TikTok updated its Community Guidelines to further support the well-being of its community and the integrity of the platform. The updates clarify or expand upon the types of behavior and content that will be removed from the platform or make ineligible for recommendation in the For You feed.
[By Cormac Keenan, Head of Trust and Safety] :
Some of the main updates announced and to be implemented include:
- Strengthening our dangerous acts and challenges policy. We continue to enact the stricter approach we previously announced to help prevent such content - including suicide hoaxes - from spreading on our platform. This previously sat within our suicide and self-harm policies, but will now be highlighted in a separate policy category with more detail so it's even easier for our community to familiarise themselves with these guidelines. As part of our ongoing work to help our community understand online challenges and stay safe while having fun, we've worked with experts to launch new videos from creators like @caitlinandleahh and @maddylucydann that call on our community to follow four helpful steps when assessing content online - stop, think, decide and act. Community members can also view these videos at our #SaferTogether hub on the Discover page over the next week.
- Broadening our approach to eating disorders. While we already remove content that promotes eating disorders, we'll start to also remove the promotion of disordered eating. We're making this change, in consultation with eating disorders experts, researchers, and physicians, as we understand that people can struggle with unhealthy eating patterns and behaviour without having an eating disorder diagnosis. Our aim is to acknowledge more symptoms, such as overexercise or short-term fasting, that are frequently under-recognised signs of a potential problem. This is an incredibly nuanced area that's difficult to consistently get right, and we're working to train our teams to remain alert to a broader scope of content.
- Adding clarity on the types of hateful ideologies prohibited on our platform. This includes deadnaming, misgendering, or misogyny as well as content that supports or promotes conversion therapy programmes. Though these ideologies have long been prohibited on TikTok, we've heard from creators and civil society organisations that it's important to be explicit in our Community Guidelines. On top of this, we hope our recent feature enabling people to add their pronouns will encourage respectful and inclusive dialogue on our platform.
- Expanding our policy to protect the security, integrity, availability, and reliability of our platform. This includes prohibiting unauthorised access to TikTok, as well as TikTok content, accounts, systems, or data, and prohibiting the use of TikTok to perpetrate criminal activity. In addition to educating our community on ways to spot, avoid, and report suspicious activity, we're opening state-of-the-art cyber incident monitoring and investigative response centres in Washington DC, Dublin, and Singapore this year. TikTok's Fusion Centre operations enable follow-the-sun threat monitoring and intelligence gathering, as we continue working with industry-leading experts to test and enhance our defences.
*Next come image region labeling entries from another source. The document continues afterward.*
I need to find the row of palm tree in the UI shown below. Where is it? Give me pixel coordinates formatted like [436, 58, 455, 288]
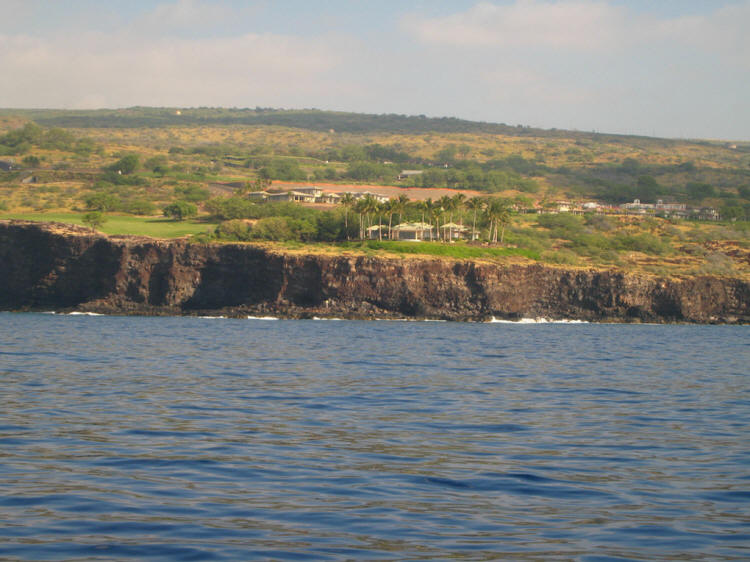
[341, 193, 511, 244]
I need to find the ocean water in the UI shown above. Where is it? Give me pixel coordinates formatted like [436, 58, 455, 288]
[0, 313, 750, 562]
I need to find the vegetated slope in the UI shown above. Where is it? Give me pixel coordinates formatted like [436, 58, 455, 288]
[0, 221, 750, 323]
[0, 107, 692, 140]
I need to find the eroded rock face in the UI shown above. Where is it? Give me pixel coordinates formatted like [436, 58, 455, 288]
[0, 221, 750, 323]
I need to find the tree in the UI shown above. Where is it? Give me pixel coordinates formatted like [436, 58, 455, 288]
[84, 193, 120, 211]
[81, 211, 107, 230]
[341, 193, 354, 240]
[164, 201, 198, 221]
[466, 197, 485, 240]
[107, 154, 140, 175]
[485, 197, 510, 244]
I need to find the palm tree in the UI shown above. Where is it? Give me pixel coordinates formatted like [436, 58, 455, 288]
[453, 193, 466, 235]
[383, 198, 398, 240]
[438, 195, 455, 241]
[362, 194, 378, 237]
[341, 193, 354, 240]
[485, 197, 510, 244]
[354, 199, 367, 240]
[466, 197, 485, 240]
[422, 197, 438, 241]
[396, 193, 409, 222]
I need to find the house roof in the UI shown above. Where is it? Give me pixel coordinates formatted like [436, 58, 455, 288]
[392, 222, 432, 230]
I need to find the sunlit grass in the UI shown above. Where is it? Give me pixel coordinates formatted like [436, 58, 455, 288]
[0, 213, 216, 238]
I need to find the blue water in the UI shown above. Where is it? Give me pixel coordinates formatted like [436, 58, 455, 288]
[0, 313, 750, 562]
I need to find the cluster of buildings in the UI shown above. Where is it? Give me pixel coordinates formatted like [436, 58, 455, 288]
[542, 199, 721, 220]
[247, 186, 388, 204]
[366, 222, 470, 242]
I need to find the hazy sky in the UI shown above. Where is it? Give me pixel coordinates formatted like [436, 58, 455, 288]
[0, 0, 750, 140]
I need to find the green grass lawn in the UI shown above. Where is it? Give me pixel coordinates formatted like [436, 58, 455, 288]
[338, 240, 539, 260]
[0, 212, 216, 238]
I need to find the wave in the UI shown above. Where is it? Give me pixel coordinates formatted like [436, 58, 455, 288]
[67, 311, 106, 316]
[487, 316, 589, 324]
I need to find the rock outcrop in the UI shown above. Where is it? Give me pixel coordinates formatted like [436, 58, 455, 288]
[0, 221, 750, 323]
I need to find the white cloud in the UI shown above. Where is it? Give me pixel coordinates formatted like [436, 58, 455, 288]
[0, 33, 347, 107]
[405, 0, 626, 49]
[136, 0, 244, 31]
[402, 0, 750, 57]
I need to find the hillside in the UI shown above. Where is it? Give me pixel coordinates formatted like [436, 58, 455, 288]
[0, 107, 750, 276]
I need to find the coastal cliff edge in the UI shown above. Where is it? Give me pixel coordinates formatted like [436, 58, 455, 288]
[0, 220, 750, 323]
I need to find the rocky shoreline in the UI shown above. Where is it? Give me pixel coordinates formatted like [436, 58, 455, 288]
[0, 220, 750, 324]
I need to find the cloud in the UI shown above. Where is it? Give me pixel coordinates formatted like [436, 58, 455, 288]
[0, 33, 347, 107]
[405, 0, 626, 49]
[402, 0, 750, 60]
[136, 0, 245, 32]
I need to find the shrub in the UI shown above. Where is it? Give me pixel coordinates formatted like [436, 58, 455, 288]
[163, 201, 198, 221]
[174, 185, 210, 203]
[81, 211, 107, 229]
[122, 199, 156, 215]
[215, 219, 252, 241]
[616, 233, 670, 255]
Additionally, our community can find more information about the content categories ineligible for recommendation into For You feeds. While the ability to discover new ideas, creators, and interests is part of what makes our platform unique, content in someone’s For You feed may come from a creator they haven’t chosen to follow or relate to an interest they haven’t previously engaged with. That’s why when we come across content that may not be appropriate for a general audience, which includes everyone from teens to great-great-grandparents, we do our best to remove it from our recommendation system.
Staying accountable to our community
The strength of a policy lies in its enforceability. Our Community Guidelines apply to everyone and all content on TikTok, and we strive to be consistent and equitable in our enforcement. We use a combination of technology and people to identify and remove violations of our Community Guidelines, and we will continue training our automated systems and safety teams to uphold our policies.
To hold ourselves accountable to our community, NGOs, and others, we release Community Guidelines Enforcement Reports quarterly. Our most recent report, published today, shows that over 91 million violative videos were removed during Q3 2021, which is around 1% of all videos uploaded. Of those videos, 95% were removed before a user reported it, 88% before the video received any views, and 93% within 24 hours of being posted. We continue to expand our system that detects and removes certain categories of violations at upload – including adult nudity and sexual activities, minor safety, and illegal activities and regulated goods. As a result, the volume of automated removals has increased, which improves the overall safety of our platform and enables our team to focus more time on reviewing contextual or nuanced content, such as hate speech, bullying and harassment, and misinformation.